Demikian batubara, harus melonjak tingkat konsumsinya ketimbang gas bumi sekalipun. Perpres menetapkan konsumsi batubara harus menjadi lebih dari 33 persen. Sekarang batubara baru dipakai orang Indonesia hanya 14,1 persen saja.
Intinya energi alternatif masih begitu rendah tingkat konsumsinya, dan arah kebijakan Pemerintah adalah meningkatkan volume pemakaian non BBM tersebut.
Panasbumi yang begitu melimpah ditargetkan harus melebihi lima persen. Sedangkan energi terbarukan lainnya (biomasssa, nuklir, tenaga air skala kecil, tenaga surya, dan tenaga angin) diharapkan menjadi lebih dari lima persen.
Dan terakhir, bahan bakar lain yang berasal dari pencairan batubara ditargetkan harus menjadi lebih dari dua persen.
Ada empat kebijakan utama Pemerintah untuk mencapai keamanan pasokan energi dalam negeri serta berbagai sasarannya. Dari mulai penyediaan energi; pemanfaatan energi; penetapan harga energi ke arah harga keekonomian; maupun pelestarian lingkungan dengan menerapkan prinsip pembangunan berkelanjutan.
Salah satu contoh dari kebijakan pemanfaatan energi adalah melalui diversifikasi energi, yaitu penganekaragaman penyediaan dan pemanfaatan berbagia sumber energi dalam rangka optimalisasi penyediaan energi.

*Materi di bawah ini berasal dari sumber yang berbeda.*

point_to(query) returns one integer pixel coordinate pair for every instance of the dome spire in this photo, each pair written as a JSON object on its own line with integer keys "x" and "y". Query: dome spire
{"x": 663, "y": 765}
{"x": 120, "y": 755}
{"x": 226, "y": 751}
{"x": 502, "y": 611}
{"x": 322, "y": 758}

Dalam kerangka diversifikasi energi lah pengembangan biodiesel dilakukan oleh Pertamina. Tinggal bagaimana bentuk insentif dari Pemerintah agar para pelaku pengembangan penyediaan dan pemanfaatan biofuel tidak merugi dan tetap bergairah. “Pemerintah dapat memberikan kemudahan dan insentif kepada pelaksana konservasi energi dan pengembang sumber energi alternative” (Pasal 6 Perpres No. 5 Tahun 2006).